The gate-to-gate boundary defines the monitoring scope of an obligated entity — it covers all direct and indirect GHG emissions from the entity’s production processes and operations. Per the BEE Detailed Procedure, this includes Scope 1 direct combustion emissions from all fuels consumed, Scope 1 direct process emissions from chemical reactions (for example, PFC emissions from aluminium anode effects or CO₂ from limestone calcination in steel production), and Scope 2 indirect emissions from purchased electricity and heat consumed in production. The boundary is fixed at the start of the trajectory period and cannot be changed without BEE approval. For integrated facilities, the boundary typically includes upstream processing steps (sintering, coke making, pellet making) that are directly integrated into the main production process. Getting the boundary wrong — either too narrow to exclude high-emission sources, or incorrectly defined mid-year — is the most common technical reason BEE issues queries on Form A submissions.

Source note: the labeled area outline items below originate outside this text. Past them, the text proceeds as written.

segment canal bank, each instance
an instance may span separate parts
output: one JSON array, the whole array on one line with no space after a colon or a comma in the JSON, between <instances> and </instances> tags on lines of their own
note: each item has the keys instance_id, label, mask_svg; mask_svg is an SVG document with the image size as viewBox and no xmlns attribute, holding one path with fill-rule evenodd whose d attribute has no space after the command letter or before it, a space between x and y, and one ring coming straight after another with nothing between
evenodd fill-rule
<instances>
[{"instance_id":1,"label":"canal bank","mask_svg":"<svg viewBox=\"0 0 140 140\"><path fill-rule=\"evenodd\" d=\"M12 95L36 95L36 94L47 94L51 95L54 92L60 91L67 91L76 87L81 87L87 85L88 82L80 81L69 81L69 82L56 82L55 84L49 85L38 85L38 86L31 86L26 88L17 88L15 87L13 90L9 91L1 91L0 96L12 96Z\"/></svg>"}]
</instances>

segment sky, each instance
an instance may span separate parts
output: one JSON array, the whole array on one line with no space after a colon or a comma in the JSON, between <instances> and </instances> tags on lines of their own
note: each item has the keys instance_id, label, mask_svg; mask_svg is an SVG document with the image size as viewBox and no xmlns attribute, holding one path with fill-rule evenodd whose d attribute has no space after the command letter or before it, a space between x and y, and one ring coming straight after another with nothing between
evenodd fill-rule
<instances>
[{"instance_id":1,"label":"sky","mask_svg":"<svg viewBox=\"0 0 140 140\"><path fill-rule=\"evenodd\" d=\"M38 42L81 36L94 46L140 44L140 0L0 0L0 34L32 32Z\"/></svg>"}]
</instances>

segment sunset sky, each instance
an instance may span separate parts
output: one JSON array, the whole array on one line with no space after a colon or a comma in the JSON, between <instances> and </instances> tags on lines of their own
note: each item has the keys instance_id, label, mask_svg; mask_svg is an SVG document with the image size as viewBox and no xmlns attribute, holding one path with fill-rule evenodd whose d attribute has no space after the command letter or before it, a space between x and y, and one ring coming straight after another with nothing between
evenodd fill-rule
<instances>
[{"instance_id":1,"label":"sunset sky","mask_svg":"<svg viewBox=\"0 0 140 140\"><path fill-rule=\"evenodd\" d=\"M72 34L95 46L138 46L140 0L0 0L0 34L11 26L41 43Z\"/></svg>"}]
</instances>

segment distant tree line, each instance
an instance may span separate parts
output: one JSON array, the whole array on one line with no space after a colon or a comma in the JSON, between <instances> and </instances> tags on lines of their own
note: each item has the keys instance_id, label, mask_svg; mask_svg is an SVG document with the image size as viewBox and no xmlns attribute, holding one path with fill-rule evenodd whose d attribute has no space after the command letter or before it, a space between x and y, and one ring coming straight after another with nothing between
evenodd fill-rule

What is the difference between Type I and Type II emission factors in CCTS, and which should an entity use?
Type I emission factors are standard values from the latest IPCC Guidelines, India’s national inventory submissions, or statutory body publications — used by default when plant-specific data is not available. Type II emission factors are derived by the obligated entity itself through sampling and laboratory analysis of the actual fuels consumed, following the methodology in Section 5 of the BEE Detailed Procedure. For Indian coal, which varies significantly in calorific value and carbon content between supply sources and mine types, Type II factors can produce materially different (often lower) GEI calculations than the IPCC defaults. For a coal-intensive plant, the difference can be 5-10% of the calculated GEI — potentially worth tens of crores in CCC surplus versus shortfall. The sampling and analysis cost is approximately Rs 2-5 lakh. Every coal-intensive obligated entity should evaluate whether Type II factors are worth commissioning before finalising its FY2025-26 GHG report.

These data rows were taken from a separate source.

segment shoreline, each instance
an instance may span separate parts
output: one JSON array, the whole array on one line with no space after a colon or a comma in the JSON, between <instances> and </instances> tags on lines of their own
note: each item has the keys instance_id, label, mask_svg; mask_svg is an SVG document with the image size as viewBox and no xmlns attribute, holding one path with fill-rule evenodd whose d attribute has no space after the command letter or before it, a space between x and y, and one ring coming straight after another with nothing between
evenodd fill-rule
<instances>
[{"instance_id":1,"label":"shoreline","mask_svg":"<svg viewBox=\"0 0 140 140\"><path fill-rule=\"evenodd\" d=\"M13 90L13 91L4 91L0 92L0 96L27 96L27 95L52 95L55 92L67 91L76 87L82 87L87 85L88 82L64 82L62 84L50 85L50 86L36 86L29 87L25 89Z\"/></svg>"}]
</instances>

How long does ACVA verification take and what is the July 2026 deadline risk?
ACVA verification typically takes 8 to 12 weeks from engagement to final verified report — comprising document review (2-4 weeks), data control assessment (1-2 weeks), on-site inspection (1-2 weeks for first-year submissions), and clarification rounds (2-4 weeks depending on CR volume). An entity that engages an ACVA in mid-April 2026 is at the outer limit of receiving a verified report by late June to mid-July, allowing time for ICM portal submission before the approximately July 31 Form A deadline. An entity that has not yet engaged an ACVA as of the date of this article is at material risk of missing the deadline unless verification can be expedited, which requires the entity to have exceptionally clean data and documentation already prepared. The consequence of missing the deadline is that BEE deems the entity to have submitted at its baseline GEI — potentially triggering a larger compliance shortfall than the entity’s actual performance warrants.